„Ich möchte nichts anderes mehr machen“

Bergisch Gladbach / Lindlar, 26. Oktober 2018

Warum arbeiten Pflegekräfte gerne in ihrem Beruf, auch wenn er oft körperlich anstrengend ist? Die examinierte Altenpflegerin Stephanie Leistner aus Lindlar beschreibt es so: „Ich erlebe unmittelbar, dass ich Menschen helfen kann.“ Die Mitarbeiterin in der ambulanten Pflege der Johanniter-Sozialstation in Bergisch Gladbach ist auf einem Umweg in die Pflege gekommen: Die gelernte Hotelfachfrau war in diesem Beruf nicht zufrieden. „Jetzt trage ich Verantwortung für Menschen, und das erfüllt meine Arbeit einfach mit viel mehr Sinn.“

Mehr Lohn, viele Weiterbildungen

Dass solch ein Aspekt bei der Berufswahl zählt, will auch die aktuelle Personalkampagne der Johanniter verdeutlichen: In TV- und Radio-Spots sowie auf Plakaten kommen bundesweit Johanniter-Mitarbeitende aus Rettungsdienst, Pflege und Erziehung zu Wort. „Mit rund 22.000 Mitarbeiterinnen und Mitarbeitern sind wir einer der großen sozialen Arbeitgeber Deutschlands. Daher ist es uns wichtig, nicht nur die gesellschaftliche Relevanz dieser Berufe hervorzuheben, sondern auch gute Rahmenbedingungen für sie zu bieten“, sagt Jörg Lüssem vom Johanniter-Bundesvorstand in Berlin.

Gute Bedingungen schaffen die Johanniter auch mit einer bundesweiten Lohnerhöhung: Alle Mitarbeitende, die auf Basis der Arbeitsvertragsrichtlinien des hauseigenen, bundesweiten Tarifes beschäftigt sind, erhalten bis 2021 schrittweise mindestens 10,23 Prozent mehr Gehalt.

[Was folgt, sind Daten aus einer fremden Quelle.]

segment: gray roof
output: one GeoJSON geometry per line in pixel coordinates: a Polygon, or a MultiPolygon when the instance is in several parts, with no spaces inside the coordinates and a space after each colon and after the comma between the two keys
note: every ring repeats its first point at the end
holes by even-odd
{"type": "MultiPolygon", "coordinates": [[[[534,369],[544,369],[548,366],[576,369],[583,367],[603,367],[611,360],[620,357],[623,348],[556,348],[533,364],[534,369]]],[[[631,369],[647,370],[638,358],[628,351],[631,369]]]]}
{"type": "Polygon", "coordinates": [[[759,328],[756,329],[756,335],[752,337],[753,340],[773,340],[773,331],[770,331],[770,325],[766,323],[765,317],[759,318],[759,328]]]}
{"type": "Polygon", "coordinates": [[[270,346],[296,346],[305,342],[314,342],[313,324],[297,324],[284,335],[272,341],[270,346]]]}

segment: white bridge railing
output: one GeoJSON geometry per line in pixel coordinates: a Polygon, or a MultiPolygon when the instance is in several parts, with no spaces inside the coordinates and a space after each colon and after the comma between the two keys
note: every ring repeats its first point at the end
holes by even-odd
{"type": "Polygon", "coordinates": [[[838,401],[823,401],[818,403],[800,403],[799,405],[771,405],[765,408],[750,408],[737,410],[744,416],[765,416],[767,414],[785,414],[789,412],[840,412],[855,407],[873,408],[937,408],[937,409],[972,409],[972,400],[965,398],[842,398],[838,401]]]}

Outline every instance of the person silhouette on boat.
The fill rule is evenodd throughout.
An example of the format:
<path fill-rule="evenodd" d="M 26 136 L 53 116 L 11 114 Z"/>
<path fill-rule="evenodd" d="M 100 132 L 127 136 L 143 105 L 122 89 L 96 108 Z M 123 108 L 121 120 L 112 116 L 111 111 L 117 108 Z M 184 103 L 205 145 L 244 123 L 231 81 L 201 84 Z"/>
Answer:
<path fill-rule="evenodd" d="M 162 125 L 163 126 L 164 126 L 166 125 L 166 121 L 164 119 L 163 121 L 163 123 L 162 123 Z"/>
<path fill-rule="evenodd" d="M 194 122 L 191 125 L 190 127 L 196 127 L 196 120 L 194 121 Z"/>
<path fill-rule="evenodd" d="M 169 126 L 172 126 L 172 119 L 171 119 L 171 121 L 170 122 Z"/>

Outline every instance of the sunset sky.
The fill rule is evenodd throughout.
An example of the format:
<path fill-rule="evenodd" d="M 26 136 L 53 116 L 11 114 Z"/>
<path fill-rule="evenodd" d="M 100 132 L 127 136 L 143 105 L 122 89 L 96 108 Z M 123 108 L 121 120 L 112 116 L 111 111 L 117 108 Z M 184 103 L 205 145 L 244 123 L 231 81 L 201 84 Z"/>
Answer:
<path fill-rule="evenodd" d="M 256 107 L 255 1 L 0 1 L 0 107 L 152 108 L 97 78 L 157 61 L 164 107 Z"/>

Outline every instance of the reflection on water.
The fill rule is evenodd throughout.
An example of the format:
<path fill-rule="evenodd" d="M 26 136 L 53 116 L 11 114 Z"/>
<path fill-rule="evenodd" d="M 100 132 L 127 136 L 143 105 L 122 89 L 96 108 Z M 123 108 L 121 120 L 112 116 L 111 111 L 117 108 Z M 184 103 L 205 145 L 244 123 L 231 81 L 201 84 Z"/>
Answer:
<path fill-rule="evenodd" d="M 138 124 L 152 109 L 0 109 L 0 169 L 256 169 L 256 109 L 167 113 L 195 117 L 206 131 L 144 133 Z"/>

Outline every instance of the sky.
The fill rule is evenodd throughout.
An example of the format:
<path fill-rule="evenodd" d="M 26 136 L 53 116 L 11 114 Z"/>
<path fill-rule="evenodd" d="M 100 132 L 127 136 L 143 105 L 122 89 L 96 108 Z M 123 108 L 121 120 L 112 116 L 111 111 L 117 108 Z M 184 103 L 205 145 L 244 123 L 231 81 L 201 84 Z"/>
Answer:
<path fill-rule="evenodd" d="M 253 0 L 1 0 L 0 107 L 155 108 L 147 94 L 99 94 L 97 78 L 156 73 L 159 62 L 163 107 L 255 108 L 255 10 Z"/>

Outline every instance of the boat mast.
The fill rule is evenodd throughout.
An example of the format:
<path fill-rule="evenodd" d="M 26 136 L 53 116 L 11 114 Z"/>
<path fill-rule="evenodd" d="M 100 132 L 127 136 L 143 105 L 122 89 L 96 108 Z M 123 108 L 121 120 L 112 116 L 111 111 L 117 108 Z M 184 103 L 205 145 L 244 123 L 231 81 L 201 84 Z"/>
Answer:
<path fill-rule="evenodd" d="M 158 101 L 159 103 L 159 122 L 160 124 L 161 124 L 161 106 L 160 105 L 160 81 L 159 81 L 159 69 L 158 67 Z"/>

Voneinander lernen, voneinander profitieren

Im Johanniter-Regionalverband Rhein.-/Oberberg arbeiten derzeit 50 Menschen in einer Sozialstation mit ambulanter Pflege in Bergisch Gladbach sowie in der Tagespflege und im Johannes-Hospiz Oberberg in Wiehl. Sie betreuen und begleiten jährlich etwa 300 ältere und erkrankte Menschen. Mitarbeiterin Stephanie Leistner gefällt die Bandbreite der Johanniter-Dienste, die von der pädagogischen Arbeit in den Kitas bis zur Hospizarbeit reichten: „Wir alle lernen und profitieren voneinander“.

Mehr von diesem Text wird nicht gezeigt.